The use of fireworks is getting out of control.
While no-one wants to stop people having fun, or marking traditional dates like Bonfire Night, or New Year’s Eve, these celebrations are now going on for weeks, not days, during autumn and winter.
If it was one week of banging rockets and fizzing Catherine Wheels – or if they were let off just on normal celebratory nights it would be easy to plan ahead.
But not when they are randomly banging here there and everywhere for two or three months.
The lead-up to Bonfire Night alone can be a traumatic time of year for many dogs.
The loud bangs and flashes are often very frightening, which can make a pet stressed and unpredictable, potentially putting their safety at risk.
Many owners need to plan ahead and take steps to help keep their furry friend calm and safe.
We have to check where and when firework displays are being held so that we know when to expect large fireworks. And we can ask neighbours to let us know if they are planning any unofficial displays of their own.
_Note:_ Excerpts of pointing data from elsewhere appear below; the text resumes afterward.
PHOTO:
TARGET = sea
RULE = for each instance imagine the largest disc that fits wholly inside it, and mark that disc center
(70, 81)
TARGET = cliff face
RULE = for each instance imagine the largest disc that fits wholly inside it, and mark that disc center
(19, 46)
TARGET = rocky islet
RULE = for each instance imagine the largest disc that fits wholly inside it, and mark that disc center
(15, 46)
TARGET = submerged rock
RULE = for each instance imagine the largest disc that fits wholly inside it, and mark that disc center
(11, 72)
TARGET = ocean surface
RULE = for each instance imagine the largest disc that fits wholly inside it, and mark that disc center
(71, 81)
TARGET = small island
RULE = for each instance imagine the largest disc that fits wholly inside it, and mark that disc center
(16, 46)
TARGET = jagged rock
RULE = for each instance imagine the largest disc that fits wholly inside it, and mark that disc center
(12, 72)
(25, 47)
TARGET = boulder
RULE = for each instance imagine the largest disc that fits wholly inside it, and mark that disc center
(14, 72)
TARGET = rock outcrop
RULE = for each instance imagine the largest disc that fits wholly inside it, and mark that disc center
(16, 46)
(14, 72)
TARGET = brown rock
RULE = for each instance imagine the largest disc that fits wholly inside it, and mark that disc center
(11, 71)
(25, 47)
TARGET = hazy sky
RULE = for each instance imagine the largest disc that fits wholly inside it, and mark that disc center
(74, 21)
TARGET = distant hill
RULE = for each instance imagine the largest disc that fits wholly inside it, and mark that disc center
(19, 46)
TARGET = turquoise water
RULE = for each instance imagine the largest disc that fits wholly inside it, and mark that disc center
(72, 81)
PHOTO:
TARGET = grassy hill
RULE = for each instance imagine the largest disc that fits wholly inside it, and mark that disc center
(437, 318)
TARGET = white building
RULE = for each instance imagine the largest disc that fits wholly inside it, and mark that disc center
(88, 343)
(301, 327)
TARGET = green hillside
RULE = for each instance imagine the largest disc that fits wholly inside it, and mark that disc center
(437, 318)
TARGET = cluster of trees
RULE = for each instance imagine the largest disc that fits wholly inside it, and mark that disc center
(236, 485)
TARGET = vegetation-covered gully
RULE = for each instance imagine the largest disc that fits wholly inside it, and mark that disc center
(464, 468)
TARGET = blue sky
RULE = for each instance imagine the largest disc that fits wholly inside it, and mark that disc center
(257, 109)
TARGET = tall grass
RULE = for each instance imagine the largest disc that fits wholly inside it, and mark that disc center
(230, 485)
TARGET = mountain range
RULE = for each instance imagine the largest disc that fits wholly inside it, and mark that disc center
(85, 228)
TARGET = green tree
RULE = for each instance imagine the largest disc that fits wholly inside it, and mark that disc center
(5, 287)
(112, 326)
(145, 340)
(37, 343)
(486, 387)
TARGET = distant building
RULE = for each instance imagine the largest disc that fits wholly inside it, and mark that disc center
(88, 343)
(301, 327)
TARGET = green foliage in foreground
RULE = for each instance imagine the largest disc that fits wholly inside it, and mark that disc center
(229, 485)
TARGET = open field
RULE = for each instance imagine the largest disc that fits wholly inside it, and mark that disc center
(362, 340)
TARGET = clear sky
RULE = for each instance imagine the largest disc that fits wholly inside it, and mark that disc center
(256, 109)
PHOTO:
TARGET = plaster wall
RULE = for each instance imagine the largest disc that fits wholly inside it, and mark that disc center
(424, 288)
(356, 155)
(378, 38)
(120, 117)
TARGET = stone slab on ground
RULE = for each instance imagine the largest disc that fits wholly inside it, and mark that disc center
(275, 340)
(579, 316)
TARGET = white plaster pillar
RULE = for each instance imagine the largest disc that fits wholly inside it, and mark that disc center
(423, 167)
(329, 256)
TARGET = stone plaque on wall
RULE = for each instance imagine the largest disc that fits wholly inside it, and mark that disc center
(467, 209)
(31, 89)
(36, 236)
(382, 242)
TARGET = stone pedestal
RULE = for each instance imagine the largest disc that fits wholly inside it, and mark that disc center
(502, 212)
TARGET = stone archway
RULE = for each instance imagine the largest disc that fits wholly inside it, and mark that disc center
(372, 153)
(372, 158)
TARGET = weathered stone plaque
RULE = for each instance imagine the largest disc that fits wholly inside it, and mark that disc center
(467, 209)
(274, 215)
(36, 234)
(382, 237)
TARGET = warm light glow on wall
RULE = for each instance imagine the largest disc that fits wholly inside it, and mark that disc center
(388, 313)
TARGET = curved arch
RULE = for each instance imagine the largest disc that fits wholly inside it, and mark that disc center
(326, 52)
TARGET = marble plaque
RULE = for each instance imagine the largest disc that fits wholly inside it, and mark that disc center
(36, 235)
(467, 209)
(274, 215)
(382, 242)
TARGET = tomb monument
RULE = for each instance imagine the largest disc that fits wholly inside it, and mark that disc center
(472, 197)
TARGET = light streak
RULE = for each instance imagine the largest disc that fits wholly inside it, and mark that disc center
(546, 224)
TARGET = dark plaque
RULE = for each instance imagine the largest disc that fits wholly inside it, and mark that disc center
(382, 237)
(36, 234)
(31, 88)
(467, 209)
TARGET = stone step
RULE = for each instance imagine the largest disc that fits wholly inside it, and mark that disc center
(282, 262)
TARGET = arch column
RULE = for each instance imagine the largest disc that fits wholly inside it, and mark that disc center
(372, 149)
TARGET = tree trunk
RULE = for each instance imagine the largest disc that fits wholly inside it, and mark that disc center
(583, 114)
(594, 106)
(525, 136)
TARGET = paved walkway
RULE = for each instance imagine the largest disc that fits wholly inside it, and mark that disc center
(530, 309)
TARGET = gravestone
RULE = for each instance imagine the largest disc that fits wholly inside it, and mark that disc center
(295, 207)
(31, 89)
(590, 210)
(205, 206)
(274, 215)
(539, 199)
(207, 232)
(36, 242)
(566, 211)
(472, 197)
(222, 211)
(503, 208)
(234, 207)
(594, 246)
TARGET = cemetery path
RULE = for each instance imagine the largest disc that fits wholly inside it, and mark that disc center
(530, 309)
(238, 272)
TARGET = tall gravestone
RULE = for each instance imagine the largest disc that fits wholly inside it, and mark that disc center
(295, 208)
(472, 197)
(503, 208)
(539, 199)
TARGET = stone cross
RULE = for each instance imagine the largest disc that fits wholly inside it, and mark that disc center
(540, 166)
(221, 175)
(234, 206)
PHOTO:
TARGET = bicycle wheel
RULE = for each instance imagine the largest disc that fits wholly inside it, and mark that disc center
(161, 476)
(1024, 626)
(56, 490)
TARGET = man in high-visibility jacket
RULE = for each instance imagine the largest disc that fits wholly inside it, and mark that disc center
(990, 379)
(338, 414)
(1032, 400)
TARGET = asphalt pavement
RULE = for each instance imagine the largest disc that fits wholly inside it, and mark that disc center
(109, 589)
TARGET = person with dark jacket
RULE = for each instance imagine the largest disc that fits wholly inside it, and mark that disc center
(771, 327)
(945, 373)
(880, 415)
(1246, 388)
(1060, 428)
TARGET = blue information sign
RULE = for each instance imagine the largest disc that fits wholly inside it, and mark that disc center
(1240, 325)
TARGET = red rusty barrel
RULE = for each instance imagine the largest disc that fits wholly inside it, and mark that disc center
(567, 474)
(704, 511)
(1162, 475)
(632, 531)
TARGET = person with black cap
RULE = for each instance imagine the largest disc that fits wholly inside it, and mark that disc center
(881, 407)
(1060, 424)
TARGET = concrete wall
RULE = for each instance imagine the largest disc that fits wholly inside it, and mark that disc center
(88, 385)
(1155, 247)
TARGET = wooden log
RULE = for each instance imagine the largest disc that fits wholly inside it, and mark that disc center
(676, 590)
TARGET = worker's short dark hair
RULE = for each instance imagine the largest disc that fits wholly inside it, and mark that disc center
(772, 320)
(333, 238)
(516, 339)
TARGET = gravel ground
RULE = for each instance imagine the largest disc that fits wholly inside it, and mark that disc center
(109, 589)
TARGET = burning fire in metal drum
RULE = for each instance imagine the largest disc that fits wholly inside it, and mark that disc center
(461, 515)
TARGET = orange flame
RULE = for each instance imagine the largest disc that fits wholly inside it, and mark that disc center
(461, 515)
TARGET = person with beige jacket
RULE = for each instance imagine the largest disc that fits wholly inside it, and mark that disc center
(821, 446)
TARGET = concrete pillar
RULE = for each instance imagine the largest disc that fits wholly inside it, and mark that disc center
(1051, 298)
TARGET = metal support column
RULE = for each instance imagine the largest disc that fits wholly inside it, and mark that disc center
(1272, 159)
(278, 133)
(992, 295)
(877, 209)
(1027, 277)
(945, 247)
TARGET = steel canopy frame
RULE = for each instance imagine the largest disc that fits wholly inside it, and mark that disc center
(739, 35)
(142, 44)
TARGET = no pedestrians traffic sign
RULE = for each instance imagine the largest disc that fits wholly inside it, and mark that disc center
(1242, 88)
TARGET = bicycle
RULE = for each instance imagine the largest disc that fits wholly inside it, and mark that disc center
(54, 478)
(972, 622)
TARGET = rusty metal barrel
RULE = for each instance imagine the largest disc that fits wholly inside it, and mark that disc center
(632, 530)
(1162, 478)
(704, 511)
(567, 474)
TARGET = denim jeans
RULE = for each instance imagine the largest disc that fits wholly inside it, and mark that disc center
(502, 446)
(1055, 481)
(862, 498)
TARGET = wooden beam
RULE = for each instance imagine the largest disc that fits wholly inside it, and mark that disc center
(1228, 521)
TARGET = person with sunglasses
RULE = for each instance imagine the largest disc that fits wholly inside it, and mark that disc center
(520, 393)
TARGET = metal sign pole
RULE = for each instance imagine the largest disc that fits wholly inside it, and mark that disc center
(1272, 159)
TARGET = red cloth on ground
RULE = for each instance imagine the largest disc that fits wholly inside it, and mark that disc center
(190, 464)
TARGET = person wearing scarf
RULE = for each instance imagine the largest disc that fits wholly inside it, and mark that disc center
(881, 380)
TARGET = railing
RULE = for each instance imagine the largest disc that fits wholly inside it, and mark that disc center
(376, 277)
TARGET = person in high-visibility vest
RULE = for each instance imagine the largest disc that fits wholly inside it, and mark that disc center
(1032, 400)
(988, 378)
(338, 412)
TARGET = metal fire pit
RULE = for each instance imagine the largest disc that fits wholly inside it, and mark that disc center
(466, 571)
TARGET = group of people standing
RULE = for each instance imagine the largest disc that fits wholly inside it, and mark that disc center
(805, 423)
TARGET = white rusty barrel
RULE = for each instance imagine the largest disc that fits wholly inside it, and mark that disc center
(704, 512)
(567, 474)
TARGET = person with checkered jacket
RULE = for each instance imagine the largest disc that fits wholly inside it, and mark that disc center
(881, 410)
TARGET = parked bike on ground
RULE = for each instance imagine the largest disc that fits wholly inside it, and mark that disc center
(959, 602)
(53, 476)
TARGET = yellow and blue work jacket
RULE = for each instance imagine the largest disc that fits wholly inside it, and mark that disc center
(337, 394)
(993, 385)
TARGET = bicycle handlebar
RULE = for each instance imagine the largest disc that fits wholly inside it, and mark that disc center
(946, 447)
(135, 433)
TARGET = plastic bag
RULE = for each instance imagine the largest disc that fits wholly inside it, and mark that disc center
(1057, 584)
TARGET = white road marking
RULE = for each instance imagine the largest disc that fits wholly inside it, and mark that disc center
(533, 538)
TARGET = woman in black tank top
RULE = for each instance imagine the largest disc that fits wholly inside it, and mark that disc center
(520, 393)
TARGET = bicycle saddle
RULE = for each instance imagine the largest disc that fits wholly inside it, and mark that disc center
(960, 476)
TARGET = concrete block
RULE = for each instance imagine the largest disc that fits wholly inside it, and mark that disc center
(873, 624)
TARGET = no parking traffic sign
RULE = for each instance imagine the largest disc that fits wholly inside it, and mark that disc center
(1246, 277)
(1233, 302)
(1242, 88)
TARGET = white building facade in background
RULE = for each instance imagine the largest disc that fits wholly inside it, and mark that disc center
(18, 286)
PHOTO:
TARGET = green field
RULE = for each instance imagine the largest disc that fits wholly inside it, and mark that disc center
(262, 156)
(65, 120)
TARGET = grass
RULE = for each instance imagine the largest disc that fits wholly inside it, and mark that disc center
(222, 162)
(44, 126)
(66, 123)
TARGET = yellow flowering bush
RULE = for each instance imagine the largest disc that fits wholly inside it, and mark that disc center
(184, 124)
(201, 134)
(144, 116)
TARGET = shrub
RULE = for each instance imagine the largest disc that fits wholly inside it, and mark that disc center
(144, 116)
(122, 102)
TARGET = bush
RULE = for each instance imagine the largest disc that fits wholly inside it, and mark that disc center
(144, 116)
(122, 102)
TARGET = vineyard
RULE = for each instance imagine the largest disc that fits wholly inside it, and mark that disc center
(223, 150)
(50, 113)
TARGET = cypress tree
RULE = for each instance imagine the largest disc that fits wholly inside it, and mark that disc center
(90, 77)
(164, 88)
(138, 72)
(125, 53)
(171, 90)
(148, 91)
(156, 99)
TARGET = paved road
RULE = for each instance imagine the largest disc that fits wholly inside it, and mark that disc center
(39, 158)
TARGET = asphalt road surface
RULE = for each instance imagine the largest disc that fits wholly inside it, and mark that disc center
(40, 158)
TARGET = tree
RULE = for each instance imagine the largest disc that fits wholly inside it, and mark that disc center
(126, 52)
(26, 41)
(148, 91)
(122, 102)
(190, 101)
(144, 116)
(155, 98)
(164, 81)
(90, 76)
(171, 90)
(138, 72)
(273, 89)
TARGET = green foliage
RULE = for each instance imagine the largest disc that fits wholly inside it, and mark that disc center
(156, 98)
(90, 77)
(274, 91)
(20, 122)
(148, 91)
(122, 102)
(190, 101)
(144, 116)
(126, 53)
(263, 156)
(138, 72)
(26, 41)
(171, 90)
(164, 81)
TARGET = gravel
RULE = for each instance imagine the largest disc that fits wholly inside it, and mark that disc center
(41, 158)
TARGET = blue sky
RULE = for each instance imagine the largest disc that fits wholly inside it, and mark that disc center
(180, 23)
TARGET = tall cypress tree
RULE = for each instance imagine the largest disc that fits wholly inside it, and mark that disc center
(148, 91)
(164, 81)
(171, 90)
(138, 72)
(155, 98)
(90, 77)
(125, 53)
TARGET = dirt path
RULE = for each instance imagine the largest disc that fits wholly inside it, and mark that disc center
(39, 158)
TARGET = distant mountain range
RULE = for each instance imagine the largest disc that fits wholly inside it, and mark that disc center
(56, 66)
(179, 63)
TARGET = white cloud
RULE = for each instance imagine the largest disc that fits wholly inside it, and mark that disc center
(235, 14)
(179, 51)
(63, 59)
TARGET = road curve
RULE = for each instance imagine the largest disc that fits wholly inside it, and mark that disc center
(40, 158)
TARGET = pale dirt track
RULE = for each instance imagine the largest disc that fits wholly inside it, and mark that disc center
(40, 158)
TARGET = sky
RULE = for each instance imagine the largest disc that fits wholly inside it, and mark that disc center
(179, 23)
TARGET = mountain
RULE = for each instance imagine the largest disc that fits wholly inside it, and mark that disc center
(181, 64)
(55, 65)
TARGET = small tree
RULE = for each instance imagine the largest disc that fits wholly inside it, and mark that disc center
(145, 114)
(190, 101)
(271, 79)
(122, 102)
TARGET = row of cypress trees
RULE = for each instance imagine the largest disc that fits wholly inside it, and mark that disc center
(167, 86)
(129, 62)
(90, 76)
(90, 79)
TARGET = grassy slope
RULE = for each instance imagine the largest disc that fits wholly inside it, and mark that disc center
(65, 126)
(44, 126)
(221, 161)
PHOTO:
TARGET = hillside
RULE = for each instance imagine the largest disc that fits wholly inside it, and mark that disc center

Still last October and November the RSPCA received more than 300 calls from worried owners about fireworks.
The charity estimates that 45 per cent of dogs in the UK show signs of fear when they hear the loud displays.
And many pet owners want stricter rules on the times that fireworks can be lit, including me. My Facebook/Twitter feeds are chock-full of posts featuring videos of terrified, stressed out animals, while my dog Penny is not a fan. It’s sad to see.
The RSPCA, the UK’s largest animal charity, has now backed a petition calling for a review on firework rules to protect animals from injury and distress. They have launched a campaign to restrict the private use of fireworks to certain days of the year and reduce the decibel levels.
“We’re joining calls urging people to email the UK Government,” they say. “We want the Office for Product Safety and Standards (OPSS) to urgently review firework regulations.”
“Stronger regulations, such as restricting them to certain dates and only selling private use fireworks that have a maximum noise level of 97 decibels, could minimise distress to animals.
“Fireworks are allowed to be 120 decibels, which is equivalent to a jet aircraft taking off.
“We want this reduced to 97 decibels, which is equivalent to a car door slamming, and only allowing anything above at public displays.”
So it’s not just ‘miserable’, ‘kill-joy’ pet owners that want change.
So let’s restrict private use – not just the purchase – of fireworks to traditional dates such as November 5, New Year’s Eve, Chinese New Year and also Diwali.